When I relaxed my knees, my underpants stretched out between them, and there I saw a little heap of dirt. It was dark
and fragmented, chips of what I hoped was not poop. When I touched it, it crackled liked dried mud. I peed; the toilet paper (useless, glazed Greek toilet paper) came away with a red glob of jelly on it. Blood.
I was going to die without seeing Cambridge again.
I went back to packing. But I couldn’t resist going to sit on the toilet every few minutes to check for blood. First I had to check for cockroaches. Each time I checked, there were no roaches but there was blood. It wasn’t like nice, regular blood from a cut. It came in nasty jiggling blobs, as if it were carrying my insides along with it. That explained why I felt I was ripping. I was. Whatever was causing the blood was ripping me apart.

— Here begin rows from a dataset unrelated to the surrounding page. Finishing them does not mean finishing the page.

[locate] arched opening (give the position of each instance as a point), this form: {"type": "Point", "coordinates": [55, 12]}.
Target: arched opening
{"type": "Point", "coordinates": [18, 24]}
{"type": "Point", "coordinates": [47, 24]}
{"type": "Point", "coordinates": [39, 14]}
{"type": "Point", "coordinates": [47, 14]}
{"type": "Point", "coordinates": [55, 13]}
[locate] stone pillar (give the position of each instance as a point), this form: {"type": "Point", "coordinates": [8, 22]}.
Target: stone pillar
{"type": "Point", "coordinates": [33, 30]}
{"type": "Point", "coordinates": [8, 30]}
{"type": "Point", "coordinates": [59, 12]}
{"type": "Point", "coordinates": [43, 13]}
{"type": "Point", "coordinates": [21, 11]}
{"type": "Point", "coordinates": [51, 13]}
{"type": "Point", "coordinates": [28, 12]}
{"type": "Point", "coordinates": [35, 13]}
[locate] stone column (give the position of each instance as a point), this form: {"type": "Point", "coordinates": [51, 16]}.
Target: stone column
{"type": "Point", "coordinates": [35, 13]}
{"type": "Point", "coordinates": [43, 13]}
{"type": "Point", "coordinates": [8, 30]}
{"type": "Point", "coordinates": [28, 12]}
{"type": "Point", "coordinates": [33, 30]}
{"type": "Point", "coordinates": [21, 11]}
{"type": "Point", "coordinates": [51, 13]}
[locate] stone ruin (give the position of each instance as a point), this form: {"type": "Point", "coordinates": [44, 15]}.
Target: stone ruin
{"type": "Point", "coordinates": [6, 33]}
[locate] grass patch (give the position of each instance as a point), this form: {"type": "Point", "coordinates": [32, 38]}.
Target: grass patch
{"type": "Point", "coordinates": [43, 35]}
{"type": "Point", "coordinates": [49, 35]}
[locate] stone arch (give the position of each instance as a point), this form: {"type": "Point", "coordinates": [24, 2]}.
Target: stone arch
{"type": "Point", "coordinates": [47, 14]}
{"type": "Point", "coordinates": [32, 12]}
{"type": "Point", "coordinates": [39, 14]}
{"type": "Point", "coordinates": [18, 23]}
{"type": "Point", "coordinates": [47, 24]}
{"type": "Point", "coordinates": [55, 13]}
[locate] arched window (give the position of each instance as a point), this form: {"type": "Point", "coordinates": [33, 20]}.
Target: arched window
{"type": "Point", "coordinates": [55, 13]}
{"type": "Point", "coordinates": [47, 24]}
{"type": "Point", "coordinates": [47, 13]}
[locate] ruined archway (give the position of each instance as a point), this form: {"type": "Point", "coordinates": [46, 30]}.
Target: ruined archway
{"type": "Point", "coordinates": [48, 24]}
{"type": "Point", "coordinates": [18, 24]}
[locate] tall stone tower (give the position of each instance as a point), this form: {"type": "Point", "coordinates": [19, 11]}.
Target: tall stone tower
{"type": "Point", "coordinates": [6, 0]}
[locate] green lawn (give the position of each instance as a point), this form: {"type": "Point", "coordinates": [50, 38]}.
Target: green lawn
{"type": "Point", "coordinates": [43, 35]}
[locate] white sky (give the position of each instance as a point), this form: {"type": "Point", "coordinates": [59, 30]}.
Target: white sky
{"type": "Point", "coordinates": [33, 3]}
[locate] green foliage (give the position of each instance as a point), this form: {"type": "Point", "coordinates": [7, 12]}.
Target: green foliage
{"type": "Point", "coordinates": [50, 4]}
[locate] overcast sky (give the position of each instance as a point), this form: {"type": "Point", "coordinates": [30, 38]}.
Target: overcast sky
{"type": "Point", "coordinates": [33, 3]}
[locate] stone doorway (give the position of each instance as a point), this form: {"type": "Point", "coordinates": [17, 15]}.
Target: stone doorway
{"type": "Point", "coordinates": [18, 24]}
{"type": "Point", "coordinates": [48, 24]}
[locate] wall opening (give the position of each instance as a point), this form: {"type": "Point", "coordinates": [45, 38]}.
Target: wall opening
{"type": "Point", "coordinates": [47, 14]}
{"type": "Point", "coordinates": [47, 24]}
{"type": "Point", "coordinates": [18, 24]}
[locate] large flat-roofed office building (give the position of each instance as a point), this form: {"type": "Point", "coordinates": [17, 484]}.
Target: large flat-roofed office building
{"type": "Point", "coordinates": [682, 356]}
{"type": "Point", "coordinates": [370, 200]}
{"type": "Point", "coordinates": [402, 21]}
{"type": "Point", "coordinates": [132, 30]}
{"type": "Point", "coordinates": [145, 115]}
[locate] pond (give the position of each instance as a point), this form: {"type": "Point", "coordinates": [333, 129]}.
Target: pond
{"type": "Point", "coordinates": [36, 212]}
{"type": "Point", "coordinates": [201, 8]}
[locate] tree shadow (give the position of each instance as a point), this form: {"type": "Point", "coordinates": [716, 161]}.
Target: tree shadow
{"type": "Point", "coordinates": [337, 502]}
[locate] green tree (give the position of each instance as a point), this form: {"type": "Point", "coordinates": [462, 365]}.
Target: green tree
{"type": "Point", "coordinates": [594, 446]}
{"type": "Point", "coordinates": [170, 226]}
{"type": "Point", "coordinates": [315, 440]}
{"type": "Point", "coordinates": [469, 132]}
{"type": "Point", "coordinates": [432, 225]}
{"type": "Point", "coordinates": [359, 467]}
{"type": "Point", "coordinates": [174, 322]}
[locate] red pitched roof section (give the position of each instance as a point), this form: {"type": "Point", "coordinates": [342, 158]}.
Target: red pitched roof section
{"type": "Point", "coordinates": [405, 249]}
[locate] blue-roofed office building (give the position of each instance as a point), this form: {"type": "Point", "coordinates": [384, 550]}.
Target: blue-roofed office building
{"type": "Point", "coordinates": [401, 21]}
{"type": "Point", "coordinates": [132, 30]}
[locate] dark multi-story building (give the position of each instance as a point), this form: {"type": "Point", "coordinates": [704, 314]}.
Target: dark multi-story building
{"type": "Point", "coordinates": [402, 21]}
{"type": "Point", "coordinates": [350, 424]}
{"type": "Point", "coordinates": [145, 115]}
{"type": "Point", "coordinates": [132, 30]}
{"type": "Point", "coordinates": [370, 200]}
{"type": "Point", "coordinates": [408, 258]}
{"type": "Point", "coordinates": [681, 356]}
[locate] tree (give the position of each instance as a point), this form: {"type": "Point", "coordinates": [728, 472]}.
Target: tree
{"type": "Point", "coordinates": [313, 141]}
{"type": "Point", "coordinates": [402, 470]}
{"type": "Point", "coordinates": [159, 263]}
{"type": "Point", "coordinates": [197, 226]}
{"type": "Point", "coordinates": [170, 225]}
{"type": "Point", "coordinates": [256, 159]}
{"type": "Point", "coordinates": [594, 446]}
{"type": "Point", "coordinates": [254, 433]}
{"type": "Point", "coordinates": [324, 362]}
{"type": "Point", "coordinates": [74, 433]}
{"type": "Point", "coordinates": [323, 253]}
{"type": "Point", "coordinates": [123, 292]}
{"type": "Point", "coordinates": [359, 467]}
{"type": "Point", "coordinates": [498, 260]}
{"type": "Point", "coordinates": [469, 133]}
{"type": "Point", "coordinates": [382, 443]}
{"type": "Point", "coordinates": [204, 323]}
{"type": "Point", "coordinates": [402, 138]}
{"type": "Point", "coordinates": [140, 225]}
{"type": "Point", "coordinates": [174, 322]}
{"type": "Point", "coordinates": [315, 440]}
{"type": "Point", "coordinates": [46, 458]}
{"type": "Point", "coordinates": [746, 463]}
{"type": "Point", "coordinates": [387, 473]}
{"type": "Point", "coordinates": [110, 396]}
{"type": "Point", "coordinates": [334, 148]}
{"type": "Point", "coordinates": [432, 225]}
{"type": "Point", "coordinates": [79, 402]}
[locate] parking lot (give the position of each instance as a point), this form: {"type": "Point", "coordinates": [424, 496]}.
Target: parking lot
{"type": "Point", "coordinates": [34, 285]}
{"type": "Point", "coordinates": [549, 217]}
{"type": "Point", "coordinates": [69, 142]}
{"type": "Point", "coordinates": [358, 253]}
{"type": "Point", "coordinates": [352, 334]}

I didn’t want to sit on the bed in case I bled on the blanket. I didn’t want to sit on the toilet because I felt I’d used up my cockroach-free minutes. For quite a while after I finished packing I stood at the window watching the tangled Athenian streets revving up for their nightly explosion of activity. As I stood there I felt the blood oozing out of me, adding to the mess in my underwear.
Eventually I went looking for my mother.
She was rummaging in her bedroom closet. The big khaki suitcase with the leather edging was open on the bed.
“What?” she said, with her head still in the closet.
“I have blood,” I said. I’d come up with this phrase while standing at my window. I was pleased with it, because it was true, it wasn’t hysterical, and it seemed to strike the right tone. As soon as I’d said it, though, I started wailing. “There’s blood down there that just keeps coming and coming and it hurts.”
My mother emerged from the closet and sat down next to the suitcase. She patted the empty part of the bed beside her. “Come here,” she said. She patted again.
“But the blood!”
“Don’t be afraid of the blood,” she said. “The blood is fine.”
“I’m going to bleed on the bed! I don’t want to bleed on the bed!” I was getting wound up.
She reached into the suitcase and took out the black scarf my father wasn’t going to wear and put it on the bed. “Sit on that, if you’re so worried about it.”
I sat down.
“This is a big day,” my mother said. “This is your first period, and it’s an important moment.”
I stared at her. “It is?”
“Yes. Now you’re a woman.”
I kept staring at her. “What does that mean?”
“Let’s see.” My mother was gathering some sort of speech, I could tell. “It means that you have become physically mature. Physically, you’re a grownup.”
“I am not a grownup,” I said.
“No,” she said. “But now you can have a baby.”
“I don’t want to have a baby,” I said.
“That’s good,” said my mother.
“So what’s the point? I don’t want all this blood.”
“It’s normal. It’s completely normal and fine and it’s not going to hurt you. It means you’re healthy and you’re growing the way you’re supposed to. It’s good.”
“What’s good about it,” I said. It wasn’t a question. “And it hurts.”
“It can be a bit painful in the beginning,” my mother said. “That doesn’t last, usually. It gets better as your body gets used to it.”
“You mean I’m just going to be having blood forever, just leaking out blood all the time! Why didn’t you tell me about this?”
“I did,” my mother said. “But you weren’t listening.”
“When?” I had no memory of her telling me anything.
“Back in Cambridge,” she said. “When the—ah—chest development started.”
“Oh.” If she had told me, then she was right; I hadn’t listened. “But—but now always blood? All the time?”
“No. Just once a month for a few days.”